2022 proved to be a year of recovery for Severn Trent (SVT), one of three FTSE-listed companies providing water and sewerage services in the UK. It saw revenue from its regulated water business increase by 6.5% to £1.8bn as of March 31, largely driven by business customer usage returning to normal . This saw its adjusted profit before interest and tax for the regulated water and wastewater division up 5% to £476m, thanks to that higher turnover and a £16m drop. pounds of bad debt write-offs, even as labor and energy costs increased by 6% and 14% respectively.
Of course, utility companies are a big part of the cost of living crisis, with rising bills making day-to-day costs a bigger and bigger part of our expenses. Although, like Severn Trent, these utility companies have pledged to have the lowest water bills in England and Wales, until at least 2025.
But this is also where the potential opportunities for investors lie. These utility companies are seeing their revenue skyrocket as prices rise and as a result should provide a steady stream of dividends through their growing earnings.
And with Severn Trent in particular, that comes with an inflation-related divide.
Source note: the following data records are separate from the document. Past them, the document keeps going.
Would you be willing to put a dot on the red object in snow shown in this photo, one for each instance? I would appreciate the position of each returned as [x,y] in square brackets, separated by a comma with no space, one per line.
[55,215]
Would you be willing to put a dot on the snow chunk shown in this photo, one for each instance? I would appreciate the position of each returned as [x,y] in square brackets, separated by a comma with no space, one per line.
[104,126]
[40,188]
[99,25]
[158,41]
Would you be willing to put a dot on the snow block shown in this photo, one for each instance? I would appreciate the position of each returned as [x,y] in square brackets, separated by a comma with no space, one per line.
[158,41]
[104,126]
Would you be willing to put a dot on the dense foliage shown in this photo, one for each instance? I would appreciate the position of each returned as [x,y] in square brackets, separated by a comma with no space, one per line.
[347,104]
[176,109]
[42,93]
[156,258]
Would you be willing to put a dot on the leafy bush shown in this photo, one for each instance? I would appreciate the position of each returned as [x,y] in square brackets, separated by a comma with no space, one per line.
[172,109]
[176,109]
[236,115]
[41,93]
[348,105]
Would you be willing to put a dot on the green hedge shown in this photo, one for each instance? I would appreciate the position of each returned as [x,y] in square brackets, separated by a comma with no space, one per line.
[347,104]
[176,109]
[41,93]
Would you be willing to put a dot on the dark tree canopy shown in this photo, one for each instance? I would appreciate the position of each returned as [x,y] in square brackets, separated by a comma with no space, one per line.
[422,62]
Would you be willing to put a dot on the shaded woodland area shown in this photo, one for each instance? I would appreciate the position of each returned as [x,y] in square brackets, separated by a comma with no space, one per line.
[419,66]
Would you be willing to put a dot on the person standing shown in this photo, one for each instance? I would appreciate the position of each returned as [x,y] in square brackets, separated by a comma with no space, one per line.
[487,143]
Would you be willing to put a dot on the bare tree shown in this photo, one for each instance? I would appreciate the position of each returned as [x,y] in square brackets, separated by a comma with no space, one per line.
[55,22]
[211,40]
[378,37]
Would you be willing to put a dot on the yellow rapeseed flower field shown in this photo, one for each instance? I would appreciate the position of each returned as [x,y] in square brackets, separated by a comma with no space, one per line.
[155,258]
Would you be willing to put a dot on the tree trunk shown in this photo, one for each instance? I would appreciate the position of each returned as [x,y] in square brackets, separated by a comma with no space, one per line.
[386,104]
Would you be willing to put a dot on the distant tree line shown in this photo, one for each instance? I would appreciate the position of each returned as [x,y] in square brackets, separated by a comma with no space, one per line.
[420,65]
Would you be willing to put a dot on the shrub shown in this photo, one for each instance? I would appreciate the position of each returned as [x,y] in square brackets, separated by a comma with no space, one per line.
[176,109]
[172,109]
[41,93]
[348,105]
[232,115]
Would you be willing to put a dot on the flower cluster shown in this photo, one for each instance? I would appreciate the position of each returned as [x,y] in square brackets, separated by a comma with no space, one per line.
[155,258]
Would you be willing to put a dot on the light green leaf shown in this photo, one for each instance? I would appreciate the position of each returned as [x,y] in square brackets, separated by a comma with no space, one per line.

Its dividend policy, indexed to the HICP (the consumer price index including homeowners’ housing costs), does not quite keep pace with real inflation, however – with November’s level of 4.6% which will be used for the current financial year, already behind the current figure.
It should also be noted that Severn Trent, which serves around 4.5 million homes and 8 million customers in the Midlands, is not without its risks. First, there are the risks associated with the cost of living crisis and water scarcity, which could prevent consumers from paying. In light of this, he has kept his £8.5m provision for Covid-era bad debts.
And then there is the threat of increased regulatory scrutiny. Severn Trent has been fined £3.4m since 2020. Most recently £1.5m for dumping 80,000 gallons of waste into Worcestershire waterways by Ofwat, the industry regulator. And it’s not the only one. Many other water companies have broken the rules regarding the management of their treatment plants.
A year ago, Ofwat and the Environment Agency launched an investigation after several water companies admitted flouting sewage disposal rules and regulatory scrutiny will only intensify.
Executive compensation and rising consumer prices are also under scrutiny. And it hasn’t gone unnoticed that last year the Severn Trent chief executive was paid an estimated £4million as he increased customer bills by 7.1 per cent.
Severn Trent’s first quarter trading update is due out on Thursday July 14.